Discussion - Inlined Conv slows down latency significantly (up to x15 - x20)
Created by: bo3z
Description
- While testing some code unrolling for the hls4ml Optimisation API, I noticed that inlining in Conv2D can allocate unnecessary RAM.
- When tested on the current version of Conv2D (line buffer, streaming, Resource strategy, RF > 1), there is a significant difference in latency (between 3x and nearly 20x)
- Still unsure what cause this bug and if it is present for (i) Latency strategy, (ii) RF = 1 and (iii) encoded convolution. But is certainly seems that for RF > 1 in Resource to seem a bug. Opening this as a discussion until further synthesis results are obtained.
Type of change
-
Bug fix -
Breaking change (potentially) -
Discussion
Tests
- Below are report files following a full Vivado synthesis and CoSim analysis, for the SVHN paper model, with RF = 9
- Underscored _master, corresponds to implementations of the current, line-buffer, resource, streaming Conv2D
- Underscored _no_pragma, corresponds to implementations with the inline keyword removed, as per the PR
- Inspecting the report files, the models are clearly equivalent (in terms of HLS config and architecture) as they use the same number of DSPs and BRAM and similar utilisation of LUT & FF. However, latencies differ up to 20x.

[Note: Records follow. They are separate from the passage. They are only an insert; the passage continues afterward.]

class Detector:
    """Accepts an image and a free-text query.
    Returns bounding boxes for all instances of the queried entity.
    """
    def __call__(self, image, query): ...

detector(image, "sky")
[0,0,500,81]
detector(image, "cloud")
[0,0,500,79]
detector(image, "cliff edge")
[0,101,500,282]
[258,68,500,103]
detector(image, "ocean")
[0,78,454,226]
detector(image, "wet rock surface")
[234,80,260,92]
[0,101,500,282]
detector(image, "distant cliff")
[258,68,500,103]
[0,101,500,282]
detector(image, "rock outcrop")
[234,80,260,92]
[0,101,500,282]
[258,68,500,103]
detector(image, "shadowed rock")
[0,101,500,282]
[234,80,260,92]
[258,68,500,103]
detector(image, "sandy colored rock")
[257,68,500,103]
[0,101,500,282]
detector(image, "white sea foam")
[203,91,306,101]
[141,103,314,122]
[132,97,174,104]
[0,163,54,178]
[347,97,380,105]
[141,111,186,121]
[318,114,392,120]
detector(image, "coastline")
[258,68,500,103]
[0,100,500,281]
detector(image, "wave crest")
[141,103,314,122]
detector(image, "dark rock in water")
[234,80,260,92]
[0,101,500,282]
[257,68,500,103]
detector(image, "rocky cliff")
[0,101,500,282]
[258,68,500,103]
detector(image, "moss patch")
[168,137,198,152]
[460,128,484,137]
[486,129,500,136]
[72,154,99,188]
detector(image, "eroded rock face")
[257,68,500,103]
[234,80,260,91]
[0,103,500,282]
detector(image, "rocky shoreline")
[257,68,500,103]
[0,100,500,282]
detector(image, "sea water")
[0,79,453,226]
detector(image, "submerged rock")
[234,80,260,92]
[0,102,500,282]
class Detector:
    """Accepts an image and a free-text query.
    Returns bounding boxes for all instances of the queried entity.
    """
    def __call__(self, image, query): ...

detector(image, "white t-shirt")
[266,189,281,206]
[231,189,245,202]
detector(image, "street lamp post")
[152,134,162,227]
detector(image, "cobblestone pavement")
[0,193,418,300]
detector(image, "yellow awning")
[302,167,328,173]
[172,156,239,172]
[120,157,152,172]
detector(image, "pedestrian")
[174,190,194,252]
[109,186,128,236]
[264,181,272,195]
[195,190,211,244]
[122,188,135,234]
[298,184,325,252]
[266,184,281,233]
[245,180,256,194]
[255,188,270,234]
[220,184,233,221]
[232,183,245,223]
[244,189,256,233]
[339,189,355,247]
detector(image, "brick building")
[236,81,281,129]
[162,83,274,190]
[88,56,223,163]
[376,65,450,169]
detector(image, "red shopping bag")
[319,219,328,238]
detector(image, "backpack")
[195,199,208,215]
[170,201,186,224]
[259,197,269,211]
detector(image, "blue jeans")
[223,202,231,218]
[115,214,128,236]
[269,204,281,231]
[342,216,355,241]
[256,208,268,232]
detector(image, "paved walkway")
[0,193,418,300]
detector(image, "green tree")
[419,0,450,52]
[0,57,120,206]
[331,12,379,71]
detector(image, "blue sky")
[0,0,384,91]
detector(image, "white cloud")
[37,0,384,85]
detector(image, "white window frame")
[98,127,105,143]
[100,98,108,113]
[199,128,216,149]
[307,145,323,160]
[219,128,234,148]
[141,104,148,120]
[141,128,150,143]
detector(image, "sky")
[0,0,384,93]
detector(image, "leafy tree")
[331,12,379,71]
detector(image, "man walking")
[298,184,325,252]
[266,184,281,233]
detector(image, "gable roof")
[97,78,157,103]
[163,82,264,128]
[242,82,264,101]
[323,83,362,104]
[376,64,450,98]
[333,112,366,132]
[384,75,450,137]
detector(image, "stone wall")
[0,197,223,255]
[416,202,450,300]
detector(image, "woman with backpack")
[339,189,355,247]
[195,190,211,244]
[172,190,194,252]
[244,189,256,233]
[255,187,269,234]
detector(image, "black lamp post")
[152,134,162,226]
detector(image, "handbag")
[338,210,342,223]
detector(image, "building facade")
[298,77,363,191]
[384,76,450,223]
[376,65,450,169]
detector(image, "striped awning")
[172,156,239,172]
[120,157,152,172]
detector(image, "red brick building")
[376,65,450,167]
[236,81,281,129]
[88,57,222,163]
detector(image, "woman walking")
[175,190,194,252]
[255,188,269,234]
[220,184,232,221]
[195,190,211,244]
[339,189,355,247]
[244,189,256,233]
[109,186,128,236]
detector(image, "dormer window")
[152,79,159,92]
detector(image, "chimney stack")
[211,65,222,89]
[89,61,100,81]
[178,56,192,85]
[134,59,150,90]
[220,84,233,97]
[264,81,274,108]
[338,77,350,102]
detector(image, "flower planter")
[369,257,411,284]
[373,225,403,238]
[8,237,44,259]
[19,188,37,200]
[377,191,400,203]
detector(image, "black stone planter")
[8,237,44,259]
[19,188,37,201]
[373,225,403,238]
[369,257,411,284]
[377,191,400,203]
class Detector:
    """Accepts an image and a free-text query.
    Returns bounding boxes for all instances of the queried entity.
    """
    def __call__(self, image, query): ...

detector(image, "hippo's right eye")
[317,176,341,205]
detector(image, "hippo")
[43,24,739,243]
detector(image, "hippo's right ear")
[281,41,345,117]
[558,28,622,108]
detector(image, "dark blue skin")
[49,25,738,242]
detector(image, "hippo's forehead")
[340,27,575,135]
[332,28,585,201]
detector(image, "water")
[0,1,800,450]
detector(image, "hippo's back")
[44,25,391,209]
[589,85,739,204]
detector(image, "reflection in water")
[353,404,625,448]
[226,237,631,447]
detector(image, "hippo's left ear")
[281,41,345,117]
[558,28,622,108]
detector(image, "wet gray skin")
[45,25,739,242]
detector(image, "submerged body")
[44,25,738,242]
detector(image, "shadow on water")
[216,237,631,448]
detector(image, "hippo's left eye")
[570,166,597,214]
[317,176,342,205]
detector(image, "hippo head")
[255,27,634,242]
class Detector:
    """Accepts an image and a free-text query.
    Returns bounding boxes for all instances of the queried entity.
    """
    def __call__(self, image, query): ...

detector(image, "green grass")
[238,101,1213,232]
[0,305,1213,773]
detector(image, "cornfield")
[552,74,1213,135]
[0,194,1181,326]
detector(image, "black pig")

- Source of report files: https://cernbox.cern.ch/s/DK4v2KUTiBmFvYN
Checklist
-
I have read the guidelines for contributing. -
I have commented my code, particularly in hard-to-understand areas. -
I have made corresponding changes to the documentation. -
My changes generate no new warnings. -
I have installed and run pre-commit
on the files I edited or added. -
I have added tests that prove my fix is effective or that my feature works.